“They can try and recreate those situations on a fitness bike, running or any type of fitness activity so that when they’re in the car, they’re better able to perform.
“Generally people will go away for a couple of weeks whether that be in Spain, Portugal or elsewhere. Then you also have driver testing, like in Bahrain for example, where you do get a lot of laps in and kind of acclimatise that way as well.”
Drivers will also ‘top-up’ mid-season, using hotel saunas for workouts, according to Red Bull. A 2011 study for the Chinese electric power industry found “significant” results from heat acclimatisation. Combined with drivers’ high fitness levels, which reduce the need to exert themselves, it can help them endure racing in higher temperatures.
Expect to see plenty of chiller vests on the grid at Paul Ricard. These contain ice to cool drivers up to the moment that they get into their cars, although some drivers are in favour of the more traditional wet towel around their neck method.
While sat on the grid, fans sat next to dry ice, will often direct a cool blast towards the cockpit until moments before the formation lap.
Once on the move, internal thermometers, which are swallowed and communicate wirelessly with a receiver worn by the driver, can help physios keep an eye on a driver’s health from within the cockpit.
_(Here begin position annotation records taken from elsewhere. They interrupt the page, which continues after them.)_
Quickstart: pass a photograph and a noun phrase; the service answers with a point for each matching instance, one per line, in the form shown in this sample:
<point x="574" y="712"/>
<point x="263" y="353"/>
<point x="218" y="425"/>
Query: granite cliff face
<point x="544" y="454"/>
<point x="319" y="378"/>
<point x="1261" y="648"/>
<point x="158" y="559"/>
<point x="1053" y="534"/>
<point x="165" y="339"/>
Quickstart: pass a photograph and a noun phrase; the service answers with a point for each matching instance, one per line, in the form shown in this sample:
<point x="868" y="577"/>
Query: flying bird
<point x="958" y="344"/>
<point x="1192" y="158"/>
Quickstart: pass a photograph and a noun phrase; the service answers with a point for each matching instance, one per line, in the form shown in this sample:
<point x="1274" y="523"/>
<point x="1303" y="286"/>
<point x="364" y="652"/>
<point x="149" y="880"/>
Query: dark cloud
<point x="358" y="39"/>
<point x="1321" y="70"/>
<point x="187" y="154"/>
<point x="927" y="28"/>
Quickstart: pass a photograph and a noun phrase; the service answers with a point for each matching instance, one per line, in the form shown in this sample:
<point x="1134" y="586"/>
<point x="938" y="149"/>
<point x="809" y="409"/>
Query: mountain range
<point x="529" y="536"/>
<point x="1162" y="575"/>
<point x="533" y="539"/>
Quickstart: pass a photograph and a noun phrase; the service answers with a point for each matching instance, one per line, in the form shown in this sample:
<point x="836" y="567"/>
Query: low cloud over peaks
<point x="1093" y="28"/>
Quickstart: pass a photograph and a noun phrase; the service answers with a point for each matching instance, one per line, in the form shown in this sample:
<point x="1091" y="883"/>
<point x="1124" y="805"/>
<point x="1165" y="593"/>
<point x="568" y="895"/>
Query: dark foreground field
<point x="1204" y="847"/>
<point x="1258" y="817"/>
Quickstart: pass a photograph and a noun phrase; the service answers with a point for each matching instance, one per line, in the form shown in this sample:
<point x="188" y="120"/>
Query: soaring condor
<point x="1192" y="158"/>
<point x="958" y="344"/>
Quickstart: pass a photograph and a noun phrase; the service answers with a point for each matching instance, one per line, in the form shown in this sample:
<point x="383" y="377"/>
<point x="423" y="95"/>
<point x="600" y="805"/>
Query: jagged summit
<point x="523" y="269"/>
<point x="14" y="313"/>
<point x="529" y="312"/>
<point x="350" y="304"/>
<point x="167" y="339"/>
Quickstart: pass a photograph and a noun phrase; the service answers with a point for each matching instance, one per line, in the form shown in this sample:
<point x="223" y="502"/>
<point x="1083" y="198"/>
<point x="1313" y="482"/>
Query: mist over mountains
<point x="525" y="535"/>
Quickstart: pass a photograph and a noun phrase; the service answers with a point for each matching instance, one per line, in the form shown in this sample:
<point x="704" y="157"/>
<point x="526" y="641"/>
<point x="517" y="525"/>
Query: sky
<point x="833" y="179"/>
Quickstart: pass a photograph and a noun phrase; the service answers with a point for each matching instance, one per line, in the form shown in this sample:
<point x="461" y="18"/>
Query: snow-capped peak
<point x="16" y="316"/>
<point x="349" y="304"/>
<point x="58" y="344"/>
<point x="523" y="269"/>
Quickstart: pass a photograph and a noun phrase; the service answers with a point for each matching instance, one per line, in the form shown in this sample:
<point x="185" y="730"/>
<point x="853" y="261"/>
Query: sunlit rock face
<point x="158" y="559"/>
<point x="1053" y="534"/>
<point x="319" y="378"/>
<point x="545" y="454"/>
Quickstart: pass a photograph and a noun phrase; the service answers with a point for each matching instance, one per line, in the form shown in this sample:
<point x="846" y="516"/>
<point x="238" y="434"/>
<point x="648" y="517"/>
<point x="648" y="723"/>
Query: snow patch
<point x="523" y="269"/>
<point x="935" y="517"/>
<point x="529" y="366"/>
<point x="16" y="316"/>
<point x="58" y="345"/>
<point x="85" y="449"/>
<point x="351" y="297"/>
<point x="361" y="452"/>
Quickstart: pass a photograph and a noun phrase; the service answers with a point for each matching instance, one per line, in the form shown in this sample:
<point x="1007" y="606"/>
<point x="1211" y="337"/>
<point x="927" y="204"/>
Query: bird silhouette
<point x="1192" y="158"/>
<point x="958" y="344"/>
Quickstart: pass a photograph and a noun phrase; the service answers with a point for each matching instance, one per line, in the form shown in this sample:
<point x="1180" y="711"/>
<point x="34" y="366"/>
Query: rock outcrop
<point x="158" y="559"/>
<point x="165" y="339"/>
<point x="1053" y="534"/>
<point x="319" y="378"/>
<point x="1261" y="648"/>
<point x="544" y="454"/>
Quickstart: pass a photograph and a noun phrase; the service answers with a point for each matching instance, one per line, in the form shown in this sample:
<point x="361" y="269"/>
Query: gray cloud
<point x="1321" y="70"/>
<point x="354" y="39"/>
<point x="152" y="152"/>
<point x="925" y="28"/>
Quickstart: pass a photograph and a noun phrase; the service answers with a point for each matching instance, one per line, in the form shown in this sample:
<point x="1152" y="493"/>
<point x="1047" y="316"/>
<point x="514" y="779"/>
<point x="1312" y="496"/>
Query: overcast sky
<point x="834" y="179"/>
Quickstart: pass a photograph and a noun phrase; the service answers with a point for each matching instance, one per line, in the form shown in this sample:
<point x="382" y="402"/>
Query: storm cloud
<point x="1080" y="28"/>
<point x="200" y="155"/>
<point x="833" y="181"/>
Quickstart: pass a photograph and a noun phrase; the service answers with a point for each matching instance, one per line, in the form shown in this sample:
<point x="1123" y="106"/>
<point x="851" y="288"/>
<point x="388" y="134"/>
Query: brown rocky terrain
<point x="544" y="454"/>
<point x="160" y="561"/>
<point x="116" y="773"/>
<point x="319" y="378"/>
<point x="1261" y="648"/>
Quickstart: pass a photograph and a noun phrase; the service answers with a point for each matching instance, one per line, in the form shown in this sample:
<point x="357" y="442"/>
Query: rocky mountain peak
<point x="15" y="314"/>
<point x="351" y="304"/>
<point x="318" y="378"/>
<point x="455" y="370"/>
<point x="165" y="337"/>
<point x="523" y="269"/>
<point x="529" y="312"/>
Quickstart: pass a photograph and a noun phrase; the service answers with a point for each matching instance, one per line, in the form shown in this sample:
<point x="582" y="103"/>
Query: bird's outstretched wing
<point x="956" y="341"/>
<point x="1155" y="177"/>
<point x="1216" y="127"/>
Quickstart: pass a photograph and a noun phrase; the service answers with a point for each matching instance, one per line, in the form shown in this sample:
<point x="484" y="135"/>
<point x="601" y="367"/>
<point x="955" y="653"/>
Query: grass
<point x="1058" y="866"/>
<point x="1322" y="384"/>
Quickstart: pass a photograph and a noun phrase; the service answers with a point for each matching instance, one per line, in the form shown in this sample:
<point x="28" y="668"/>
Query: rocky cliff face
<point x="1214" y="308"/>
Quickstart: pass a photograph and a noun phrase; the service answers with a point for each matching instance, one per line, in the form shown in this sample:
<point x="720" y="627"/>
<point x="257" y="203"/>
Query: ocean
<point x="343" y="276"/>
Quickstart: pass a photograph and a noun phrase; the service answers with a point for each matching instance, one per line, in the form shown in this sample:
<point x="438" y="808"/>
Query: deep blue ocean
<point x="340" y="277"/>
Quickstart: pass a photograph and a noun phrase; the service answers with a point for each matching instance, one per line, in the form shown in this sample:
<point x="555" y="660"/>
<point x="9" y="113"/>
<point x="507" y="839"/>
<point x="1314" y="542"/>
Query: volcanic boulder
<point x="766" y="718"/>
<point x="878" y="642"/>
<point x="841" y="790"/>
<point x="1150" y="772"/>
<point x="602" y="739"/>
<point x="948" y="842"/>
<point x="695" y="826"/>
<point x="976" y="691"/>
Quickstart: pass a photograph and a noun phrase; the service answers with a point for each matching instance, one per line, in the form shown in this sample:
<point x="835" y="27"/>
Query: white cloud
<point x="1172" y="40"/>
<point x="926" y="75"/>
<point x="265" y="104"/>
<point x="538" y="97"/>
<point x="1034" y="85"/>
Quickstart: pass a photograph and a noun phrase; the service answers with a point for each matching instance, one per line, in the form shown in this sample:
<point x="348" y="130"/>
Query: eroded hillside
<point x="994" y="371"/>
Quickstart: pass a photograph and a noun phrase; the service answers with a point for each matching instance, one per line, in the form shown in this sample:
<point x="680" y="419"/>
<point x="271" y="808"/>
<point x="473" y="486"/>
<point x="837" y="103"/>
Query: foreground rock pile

Temperatures there can easily reach 50C in cool conditions, says Red Bull.
With the heat comes the problem of dehydration. Drivers can lose 3kg of sweat during a race, all with little cooling effect given the layers that they are wearing.
Drivers can use a drinks bottle, but it’s only a partial solution: the need to keep weight down means that the typical capacity is between 700ml and 1.2l (weighing 700g to 1.2kg), while it the water quickly gets warm, close to the tightly-packed power unit. Some drivers, including Lando Norris and Zhou Guanyu typically shun the drinks bottle altogether as a result.
So keeping hydrated starts before a race, so drivers have more water in their bodies than usual. “It isn’t quite as simple as having the driver drink a couple of pints of water on the grid,” said Red Bull in a guide to keeping drivers cool.
“Not least of which because of the comfort considerations of spending two hours in car with limited suspension on a bumpy track with a full bladder.
“There needs to be a steady fluid intake over the course of several days, which is why you very rarely see a driver without a drinks bottle in the F1 paddock.”
Kelly says that drivers’ hydration is regularly monitored through urine checks and adjustments made to their regime as required. This includes more than just drinking water.
“Water alone doesn’t quite rehydrate you, it’s also the salts that are needed to be fully hydrated,” Kelly said. “Drivers will take a little tab or sachet of electrolytes and add it to their drink.
“Electrolytes are the natural salts within your body and they make sure your sodium balances et cetera are all correct so that you can function well.”
The resulting taste is notoriously unpleasant.
Once the Grand Prix is over, the race is on to replenish all fluids lost within an hour of the chequered flag. And then, it’s all likely to start again straight away as the F1 paddock — paddling pools and all — head for the hotspot of the Hungaroring.